Dès dimanche soir, Paulo Guedes a annoncé que le futur gouvernement allait «changer le modèle économique du pays» pour relancer la croissance.
«Le Brésil a connu 30 ans de dépenses publiques incontrôlées, (...) suivant un modèle qui a corrompu la politique et provoqué une augmentation des impôts, des taux d’intérêt et de la dette, à la façon d’une boule de neige», a-t-il affirmé lors d’une conférence de presse.
Il a également appelé à «accélérer le rythme des privatisations» lancées sous le gouvernement du président sortant Michel Temer, qui avait déjà lancé fin 2016 une cure d’austérité.
Une proposition qui pourrait s’avérer toutefois délicate dans un pays où la population est attachée aux services publics et où des entreprises emblématiques comme la société pétrolière Petrobras ou le fournisseur d’électricité Eletrobras seraient déficitaires sans le soutien de l’État.
Paulo Guedes a aussi indiqué que le futur gouvernement se pencherait dès sa prise de fonction, en janvier, sur la réforme des retraites, très impopulaire, mais considérée cruciale par les milieux d’affaires pour réduire la dette.
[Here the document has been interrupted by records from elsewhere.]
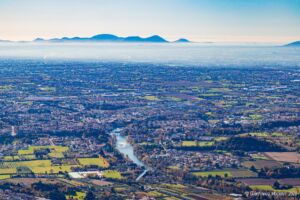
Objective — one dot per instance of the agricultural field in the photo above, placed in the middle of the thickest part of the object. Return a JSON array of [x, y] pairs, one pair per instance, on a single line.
[[35, 166], [239, 173], [52, 169], [292, 157], [100, 162], [113, 174], [258, 164], [199, 144], [259, 156], [77, 196], [214, 173], [55, 151], [270, 188]]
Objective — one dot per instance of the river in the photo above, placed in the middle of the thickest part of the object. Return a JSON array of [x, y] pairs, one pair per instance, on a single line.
[[124, 147]]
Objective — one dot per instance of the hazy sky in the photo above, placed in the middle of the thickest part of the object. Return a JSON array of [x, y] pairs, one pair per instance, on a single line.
[[198, 20]]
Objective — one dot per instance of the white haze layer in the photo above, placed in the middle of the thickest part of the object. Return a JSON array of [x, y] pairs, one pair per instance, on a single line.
[[171, 53]]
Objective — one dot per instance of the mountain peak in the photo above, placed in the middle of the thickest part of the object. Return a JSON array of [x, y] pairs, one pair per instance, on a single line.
[[110, 38], [182, 40]]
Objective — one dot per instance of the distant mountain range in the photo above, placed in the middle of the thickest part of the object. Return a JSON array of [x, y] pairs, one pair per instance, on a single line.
[[293, 44], [112, 38]]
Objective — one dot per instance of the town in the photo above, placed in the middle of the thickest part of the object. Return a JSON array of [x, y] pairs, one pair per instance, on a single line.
[[113, 130]]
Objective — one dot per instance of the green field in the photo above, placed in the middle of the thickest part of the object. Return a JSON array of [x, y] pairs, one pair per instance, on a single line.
[[113, 174], [100, 162], [213, 173], [77, 196], [3, 177], [31, 149], [270, 188], [52, 169], [200, 143]]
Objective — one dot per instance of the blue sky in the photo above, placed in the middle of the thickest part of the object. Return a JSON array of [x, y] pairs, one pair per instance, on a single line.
[[199, 20]]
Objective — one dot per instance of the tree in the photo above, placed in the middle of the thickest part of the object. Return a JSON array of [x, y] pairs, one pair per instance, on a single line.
[[252, 168], [90, 196], [56, 195], [276, 185]]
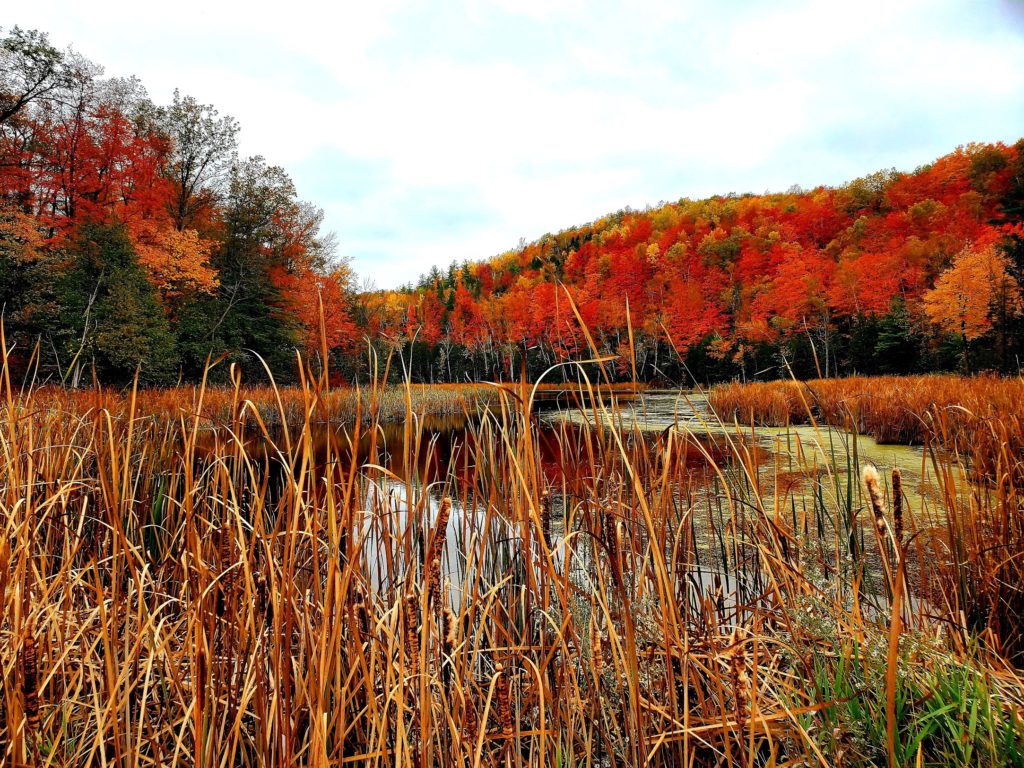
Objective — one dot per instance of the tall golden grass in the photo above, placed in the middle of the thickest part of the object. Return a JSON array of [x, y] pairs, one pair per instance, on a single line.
[[196, 578]]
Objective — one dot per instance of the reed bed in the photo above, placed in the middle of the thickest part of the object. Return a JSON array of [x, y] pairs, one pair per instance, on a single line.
[[183, 583], [980, 418]]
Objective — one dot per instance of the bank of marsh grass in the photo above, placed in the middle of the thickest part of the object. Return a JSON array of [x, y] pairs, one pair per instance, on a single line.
[[194, 578]]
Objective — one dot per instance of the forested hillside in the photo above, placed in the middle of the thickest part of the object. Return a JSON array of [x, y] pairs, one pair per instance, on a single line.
[[133, 236], [893, 272]]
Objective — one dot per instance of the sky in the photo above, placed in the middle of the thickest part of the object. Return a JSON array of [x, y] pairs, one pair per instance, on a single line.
[[448, 130]]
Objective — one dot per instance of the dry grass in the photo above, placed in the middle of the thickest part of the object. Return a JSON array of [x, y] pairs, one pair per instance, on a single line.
[[176, 594]]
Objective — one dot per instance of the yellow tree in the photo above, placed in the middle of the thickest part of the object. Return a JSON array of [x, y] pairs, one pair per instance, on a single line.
[[974, 293], [177, 262]]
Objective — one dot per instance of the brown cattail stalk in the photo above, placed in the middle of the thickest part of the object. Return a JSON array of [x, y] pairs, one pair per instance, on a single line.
[[30, 680], [546, 516], [738, 676], [898, 507], [504, 696], [872, 483], [412, 633]]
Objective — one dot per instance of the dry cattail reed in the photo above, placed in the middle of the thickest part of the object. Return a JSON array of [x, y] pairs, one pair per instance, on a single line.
[[546, 516], [503, 693], [412, 634], [737, 677], [872, 483], [898, 507], [30, 679]]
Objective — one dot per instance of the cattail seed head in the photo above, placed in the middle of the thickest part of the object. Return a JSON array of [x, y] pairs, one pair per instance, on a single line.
[[412, 634], [504, 700], [546, 515], [30, 678], [898, 506], [872, 483]]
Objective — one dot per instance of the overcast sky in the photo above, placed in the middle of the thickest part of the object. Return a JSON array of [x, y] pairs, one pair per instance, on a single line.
[[431, 131]]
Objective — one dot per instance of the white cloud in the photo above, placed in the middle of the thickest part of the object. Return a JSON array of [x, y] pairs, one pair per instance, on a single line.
[[439, 131]]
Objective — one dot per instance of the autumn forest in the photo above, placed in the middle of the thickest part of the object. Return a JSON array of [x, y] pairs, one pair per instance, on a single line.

Il défend notamment la mise en place d’un système par capitalisation, identique à celui en vigueur au Chili, où Paulo Guedes fut professeur d’université dans les années 1980, sous la dictature du général Augusto Pinochet (1973-1989).
Au cours de la campagne, le tandem Guedes-Bolsonaro a toutefois connu des tensions. En septembre, le conseiller économique avait évoqué auprès d’entrepreneurs le possible retour d’un impôt impopulaire sur les transactions financières, en remplacement de cinq autres taxes, avant d’être remis à sa place par le candidat.
«Le président, ce sera moi. J’ai parlé avec lui. Il a reconnu que c’était une erreur. Il veut diminuer la quantité d’impôts», a justifié Jair Bolsonaro début octobre, quelques jours avant le 1er tour, lors d’un entretien radiophonique.
«Nous aurons un ministre, bien sûr, mais au-dessus de lui, il y aura un commandant en chef et ce commandant en chef s’appelle Jair Bolsonaro», a-t-il lancé.